If we’re being completely honest, parents often have their own agenda — don’t do this and don’t do that. The best thing you can do for your child is to take a step back and leave the judgments aside. The most appropriate and important thing for a parent and a child or adolescent in dealing with questions about sexuality and sexual health is an open channel of communication. Your child is not going to open up to you if they feel like they are going to be punished for having normal, human thoughts about sex.

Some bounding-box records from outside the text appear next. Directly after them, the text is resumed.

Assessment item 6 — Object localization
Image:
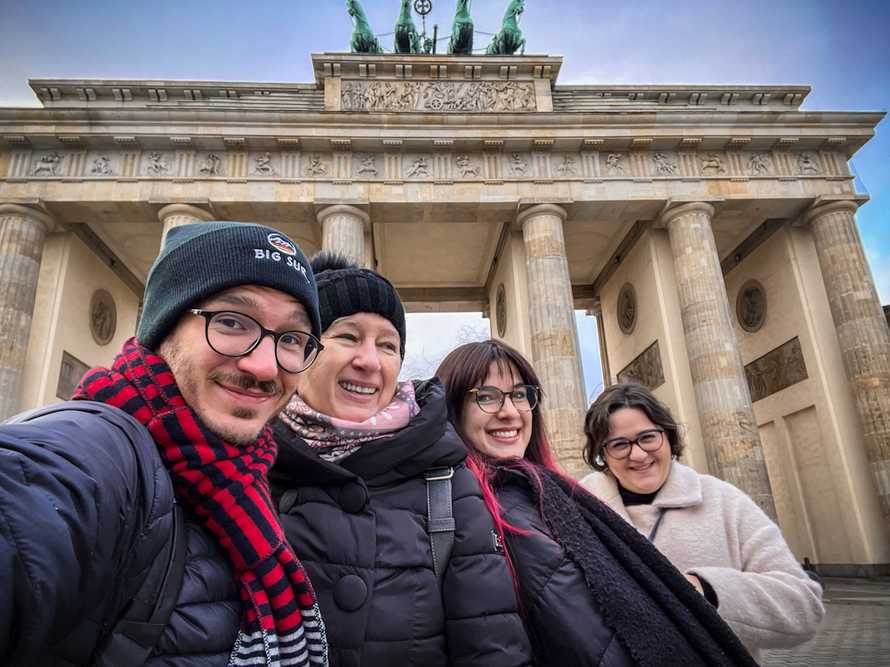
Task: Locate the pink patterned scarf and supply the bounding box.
[281,381,420,463]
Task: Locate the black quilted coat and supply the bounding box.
[0,402,241,667]
[271,380,531,667]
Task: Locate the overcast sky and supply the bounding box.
[0,0,890,395]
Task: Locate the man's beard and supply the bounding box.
[159,340,284,446]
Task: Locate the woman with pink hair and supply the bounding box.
[436,340,756,667]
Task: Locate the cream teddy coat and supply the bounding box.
[581,461,825,660]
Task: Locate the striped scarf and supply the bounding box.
[278,380,420,463]
[74,338,328,667]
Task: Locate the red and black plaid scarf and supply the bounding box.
[74,338,328,666]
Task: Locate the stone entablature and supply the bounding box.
[0,146,850,182]
[340,81,538,113]
[552,84,810,112]
[28,79,324,111]
[312,53,562,86]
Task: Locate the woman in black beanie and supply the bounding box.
[270,253,531,667]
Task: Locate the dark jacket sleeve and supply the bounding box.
[0,406,172,665]
[498,484,634,667]
[442,465,532,667]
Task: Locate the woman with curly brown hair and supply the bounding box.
[581,384,824,657]
[436,340,754,667]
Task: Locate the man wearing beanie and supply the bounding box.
[271,253,531,667]
[0,222,328,667]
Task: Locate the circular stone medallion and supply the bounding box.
[617,283,637,334]
[494,283,507,338]
[735,280,766,333]
[90,289,117,345]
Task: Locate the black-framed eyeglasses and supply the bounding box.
[603,428,664,461]
[189,308,324,373]
[468,384,540,415]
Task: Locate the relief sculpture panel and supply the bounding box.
[340,81,537,112]
[745,336,808,402]
[618,340,664,389]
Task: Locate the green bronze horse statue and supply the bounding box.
[448,0,473,56]
[485,0,525,56]
[393,0,423,53]
[346,0,383,53]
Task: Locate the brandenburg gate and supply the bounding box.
[0,53,890,574]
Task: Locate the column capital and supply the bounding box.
[655,201,714,229]
[316,204,371,230]
[801,199,861,225]
[158,204,215,223]
[516,204,569,229]
[0,204,56,234]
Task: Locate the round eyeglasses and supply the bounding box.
[603,429,664,461]
[468,384,539,415]
[190,308,324,373]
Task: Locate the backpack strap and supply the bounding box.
[93,503,186,667]
[423,466,454,588]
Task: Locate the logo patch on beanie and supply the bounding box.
[253,232,309,282]
[266,234,297,257]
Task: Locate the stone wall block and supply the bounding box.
[661,202,776,519]
[0,204,52,420]
[318,204,370,266]
[158,204,213,244]
[807,201,890,524]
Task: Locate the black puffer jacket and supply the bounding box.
[0,402,241,667]
[496,470,636,667]
[271,381,531,667]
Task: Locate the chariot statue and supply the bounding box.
[393,0,423,53]
[485,0,525,56]
[448,0,473,56]
[346,0,383,53]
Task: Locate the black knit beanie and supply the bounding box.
[136,222,321,350]
[312,252,405,359]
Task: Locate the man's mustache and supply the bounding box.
[209,371,284,396]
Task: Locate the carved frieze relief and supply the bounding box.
[89,154,116,176]
[142,151,174,176]
[31,151,62,176]
[745,153,773,176]
[8,148,849,181]
[745,336,808,402]
[340,80,537,112]
[649,151,679,176]
[197,153,225,176]
[250,151,278,176]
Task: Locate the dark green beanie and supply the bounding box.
[136,222,321,350]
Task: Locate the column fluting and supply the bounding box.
[517,204,589,477]
[806,200,890,525]
[659,202,776,520]
[0,204,53,421]
[318,204,371,266]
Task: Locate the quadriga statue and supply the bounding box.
[485,0,525,56]
[448,0,473,56]
[346,0,383,53]
[393,0,423,53]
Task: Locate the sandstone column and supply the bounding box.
[158,204,213,244]
[318,204,371,266]
[659,202,776,520]
[516,204,589,476]
[806,200,890,525]
[0,204,53,421]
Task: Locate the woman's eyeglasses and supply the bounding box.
[469,384,540,415]
[603,428,664,461]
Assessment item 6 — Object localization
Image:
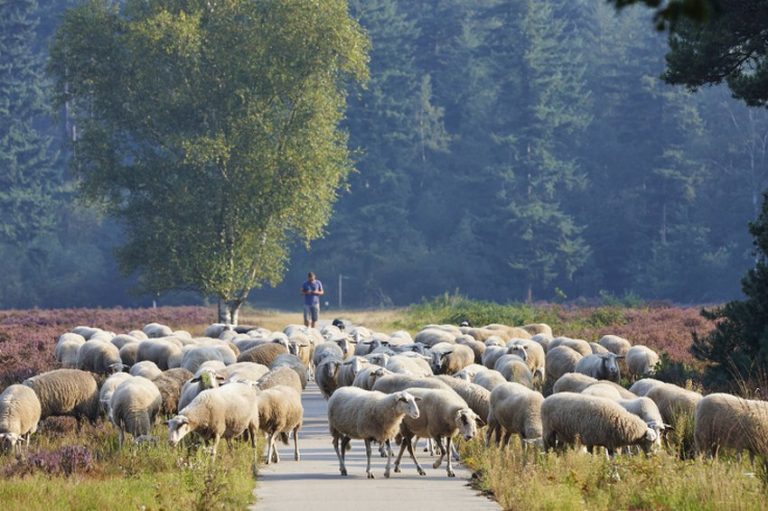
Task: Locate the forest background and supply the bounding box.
[0,0,756,308]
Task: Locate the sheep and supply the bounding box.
[472,369,508,391]
[626,344,659,379]
[573,353,622,383]
[269,353,308,390]
[629,378,666,396]
[252,385,304,465]
[237,342,288,367]
[99,372,133,417]
[181,345,237,373]
[352,366,394,390]
[136,340,182,371]
[23,369,99,425]
[166,382,259,461]
[385,354,433,376]
[328,387,419,479]
[552,373,597,393]
[53,332,85,368]
[109,376,163,447]
[432,343,475,374]
[77,340,123,374]
[0,384,42,450]
[395,389,482,477]
[541,392,657,457]
[178,369,224,410]
[485,383,544,447]
[128,360,163,380]
[256,366,302,394]
[149,367,193,417]
[694,393,768,463]
[493,355,533,389]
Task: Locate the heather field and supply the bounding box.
[0,295,768,510]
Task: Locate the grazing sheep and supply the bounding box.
[552,373,597,393]
[573,353,622,383]
[0,385,41,451]
[629,378,666,396]
[23,369,99,423]
[328,387,419,479]
[237,342,288,367]
[99,373,134,417]
[545,346,583,392]
[53,332,85,368]
[626,344,659,380]
[77,340,123,374]
[694,393,768,463]
[167,382,259,461]
[485,383,544,447]
[395,389,483,477]
[256,366,302,394]
[128,360,163,380]
[149,367,193,417]
[258,385,304,465]
[646,383,702,429]
[109,376,163,447]
[541,392,657,456]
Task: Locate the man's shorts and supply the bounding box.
[304,305,320,321]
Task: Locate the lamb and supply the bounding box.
[545,346,583,390]
[328,387,419,479]
[573,353,623,383]
[109,376,163,447]
[395,389,482,477]
[252,385,304,465]
[77,340,123,374]
[432,343,475,374]
[256,366,302,394]
[629,378,666,396]
[23,369,99,423]
[626,344,659,379]
[694,393,768,463]
[552,373,597,393]
[0,384,41,451]
[541,392,657,456]
[485,383,544,447]
[166,382,259,461]
[237,342,288,367]
[128,360,163,380]
[152,367,193,417]
[53,332,85,368]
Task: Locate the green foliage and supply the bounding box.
[51,0,367,320]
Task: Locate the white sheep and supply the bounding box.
[0,385,41,450]
[328,387,419,479]
[485,383,544,447]
[541,392,657,456]
[626,344,659,379]
[395,389,483,477]
[694,393,768,463]
[166,382,259,461]
[109,376,163,447]
[252,385,304,465]
[23,369,99,424]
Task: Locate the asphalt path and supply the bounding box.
[250,383,499,511]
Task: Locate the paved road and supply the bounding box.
[250,384,499,511]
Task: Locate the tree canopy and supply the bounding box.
[51,0,368,322]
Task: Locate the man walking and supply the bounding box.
[301,272,325,328]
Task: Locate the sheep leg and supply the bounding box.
[293,426,301,461]
[365,438,376,479]
[445,437,456,477]
[333,435,347,476]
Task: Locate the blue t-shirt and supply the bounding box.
[301,279,323,306]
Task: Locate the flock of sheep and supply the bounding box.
[0,323,768,478]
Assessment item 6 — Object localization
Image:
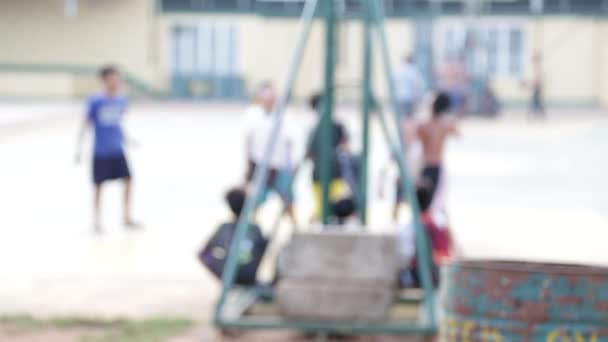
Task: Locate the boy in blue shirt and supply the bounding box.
[76,66,137,233]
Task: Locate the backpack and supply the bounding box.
[198,222,268,286]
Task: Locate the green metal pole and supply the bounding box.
[372,1,437,327]
[359,0,373,225]
[214,0,318,324]
[319,0,336,224]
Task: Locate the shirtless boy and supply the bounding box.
[416,93,459,207]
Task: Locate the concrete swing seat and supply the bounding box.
[276,231,399,322]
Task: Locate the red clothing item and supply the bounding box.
[421,214,453,265]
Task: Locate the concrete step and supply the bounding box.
[279,232,399,284]
[277,279,395,322]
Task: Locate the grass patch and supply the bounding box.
[0,315,194,342]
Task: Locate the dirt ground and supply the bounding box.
[0,327,435,342]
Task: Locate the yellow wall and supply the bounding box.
[0,72,74,97]
[0,0,159,95]
[527,17,601,102]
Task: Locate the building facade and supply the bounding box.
[0,0,608,105]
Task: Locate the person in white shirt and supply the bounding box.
[394,56,426,118]
[243,82,297,226]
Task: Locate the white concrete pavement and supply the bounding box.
[0,104,608,319]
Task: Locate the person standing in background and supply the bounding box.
[76,66,138,233]
[243,81,297,227]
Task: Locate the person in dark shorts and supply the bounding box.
[306,93,352,222]
[416,93,459,203]
[76,66,138,233]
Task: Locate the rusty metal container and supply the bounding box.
[440,261,608,342]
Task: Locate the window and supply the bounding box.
[171,23,239,76]
[434,20,526,78]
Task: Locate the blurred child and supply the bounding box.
[243,82,297,226]
[198,189,268,285]
[76,66,138,233]
[416,93,459,207]
[306,94,352,220]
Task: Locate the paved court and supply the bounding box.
[0,104,608,320]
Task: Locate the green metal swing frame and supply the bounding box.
[214,0,437,335]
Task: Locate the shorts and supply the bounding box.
[530,87,545,114]
[416,165,441,212]
[93,154,131,185]
[312,178,350,219]
[395,177,407,204]
[246,160,294,206]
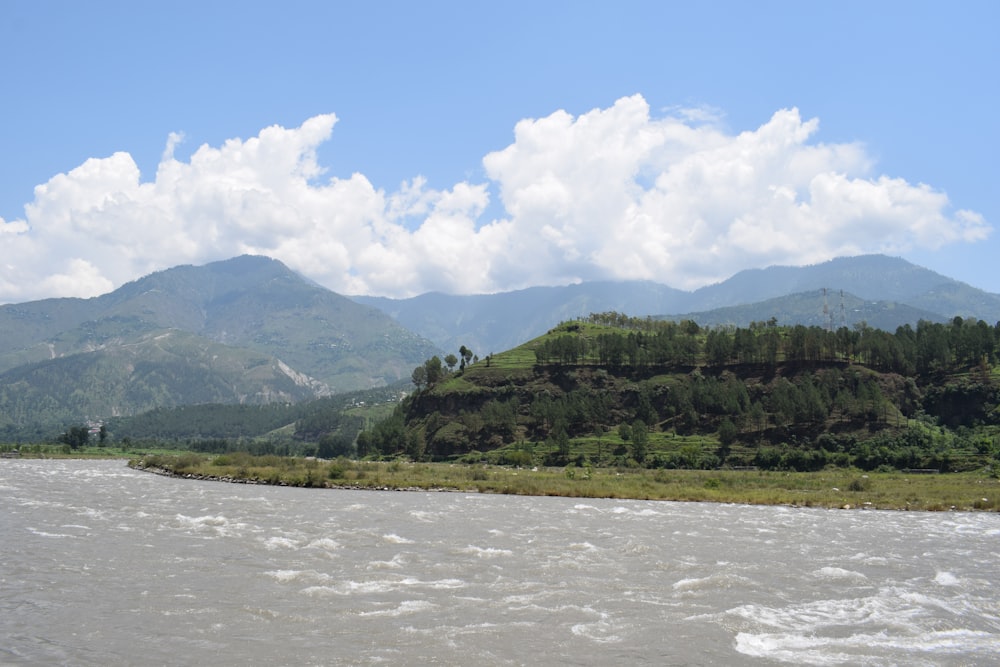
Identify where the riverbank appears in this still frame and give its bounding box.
[129,454,1000,511]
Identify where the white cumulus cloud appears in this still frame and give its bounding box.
[0,95,991,302]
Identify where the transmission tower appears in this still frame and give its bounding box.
[823,287,833,332]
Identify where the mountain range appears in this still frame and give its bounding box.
[352,255,1000,356]
[0,250,1000,439]
[0,256,438,435]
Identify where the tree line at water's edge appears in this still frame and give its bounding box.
[0,313,1000,471]
[357,313,1000,471]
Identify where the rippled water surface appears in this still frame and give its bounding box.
[0,460,1000,665]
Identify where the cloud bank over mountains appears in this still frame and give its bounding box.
[0,95,992,302]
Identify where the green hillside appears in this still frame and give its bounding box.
[0,256,437,441]
[358,313,1000,471]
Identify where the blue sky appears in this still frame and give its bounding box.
[0,0,1000,303]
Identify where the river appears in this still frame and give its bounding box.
[0,459,1000,666]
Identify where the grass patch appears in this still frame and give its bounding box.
[130,453,1000,511]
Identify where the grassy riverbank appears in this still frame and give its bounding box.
[129,453,1000,511]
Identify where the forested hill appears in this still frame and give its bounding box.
[0,256,437,440]
[354,255,1000,354]
[358,313,1000,470]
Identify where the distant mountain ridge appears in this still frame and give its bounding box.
[0,256,438,435]
[353,255,1000,354]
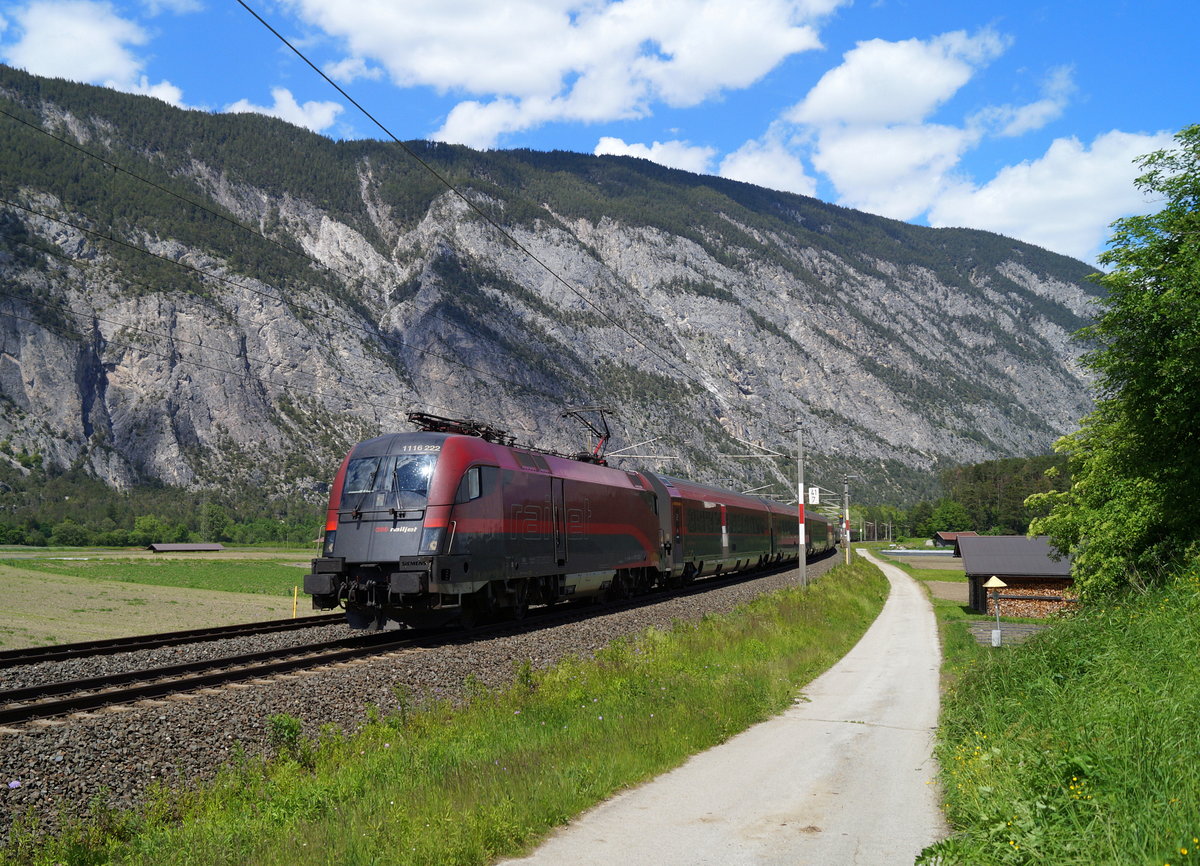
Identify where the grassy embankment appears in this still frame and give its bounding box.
[918,554,1200,866]
[10,561,887,864]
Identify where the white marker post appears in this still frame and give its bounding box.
[983,575,1008,647]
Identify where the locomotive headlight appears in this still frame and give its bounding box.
[420,527,445,553]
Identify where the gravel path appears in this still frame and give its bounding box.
[0,555,839,844]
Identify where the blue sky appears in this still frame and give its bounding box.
[0,0,1200,261]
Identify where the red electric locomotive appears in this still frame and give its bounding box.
[304,416,830,629]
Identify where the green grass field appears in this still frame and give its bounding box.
[0,552,314,595]
[8,561,888,866]
[919,564,1200,866]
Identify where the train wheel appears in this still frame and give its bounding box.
[511,578,529,620]
[458,587,496,629]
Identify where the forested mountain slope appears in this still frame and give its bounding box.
[0,66,1096,501]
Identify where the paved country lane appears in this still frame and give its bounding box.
[496,553,948,866]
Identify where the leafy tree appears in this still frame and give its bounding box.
[929,499,973,533]
[1031,125,1200,596]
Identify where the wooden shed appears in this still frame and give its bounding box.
[954,534,1075,617]
[146,542,224,553]
[934,531,979,547]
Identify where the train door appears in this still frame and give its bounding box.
[550,479,569,569]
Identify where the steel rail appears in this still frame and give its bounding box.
[0,631,424,724]
[0,613,346,668]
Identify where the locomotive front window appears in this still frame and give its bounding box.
[342,455,438,507]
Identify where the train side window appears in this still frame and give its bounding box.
[454,467,484,503]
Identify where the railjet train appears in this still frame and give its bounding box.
[304,414,835,629]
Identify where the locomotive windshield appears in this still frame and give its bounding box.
[342,455,438,510]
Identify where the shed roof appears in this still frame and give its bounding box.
[150,543,224,553]
[955,534,1070,577]
[934,530,979,542]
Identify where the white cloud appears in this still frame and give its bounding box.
[785,31,1007,127]
[593,136,716,174]
[224,88,342,132]
[123,76,187,108]
[325,58,383,84]
[288,0,846,148]
[812,124,978,219]
[972,66,1075,138]
[142,0,204,16]
[4,0,184,107]
[5,0,149,83]
[929,131,1174,261]
[720,134,817,196]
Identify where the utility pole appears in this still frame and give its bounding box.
[796,419,809,587]
[841,475,859,565]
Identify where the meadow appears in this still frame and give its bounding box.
[918,556,1200,866]
[8,561,887,866]
[0,549,313,649]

In today’s hypersexualized culture, children are exposed to sex early and often. Sex is used to sell everything from cereal to music. Social media gives them a primer on what is considered desirable, what behaviors are acceptable, and even links them to potential partners. In short, the traditional “birds and bees” lecture or pamphlet handed to the child to read on her or his own, on reproductive basics, is completely inadequate (and has been for a long time). Carefully preparing children for the normal changes in their bodies as well as the endless assault of peer pressure, media glorification of irresponsible sexuality, and advertising come-ons is the only way to create a sense of security for parents and children alike. Engaging your child and building self-esteem and confidence in his or her ability to make judgments is important for developing the kind of trust necessary to facilitate you guiding them through this period of their life. After all, however adult their appearance, behavior, and attitudes may appear, adolescents remain closer to childhood than adulthood, and children need ongoing parental guidance to prepare for adulthood.
When is the right time to start talking about sex with your child? It’s a good idea to start laying the groundwork for these conversations long before the onset of puberty. The more frequently and frankly sexual matters are discussed, the easier and even more open such discussions are likely to be as you both grow comfortable with talking about it. Be honest about the fact that sex is uncomfortable to talk about, but reinforce the fact that these conversations are necessary. Remind your child that you are in his or her corner every step of the way. Never let them forget that your love is unconditional – that you are there for them no matter what. Yes, it’s much easier said than done, but no less important.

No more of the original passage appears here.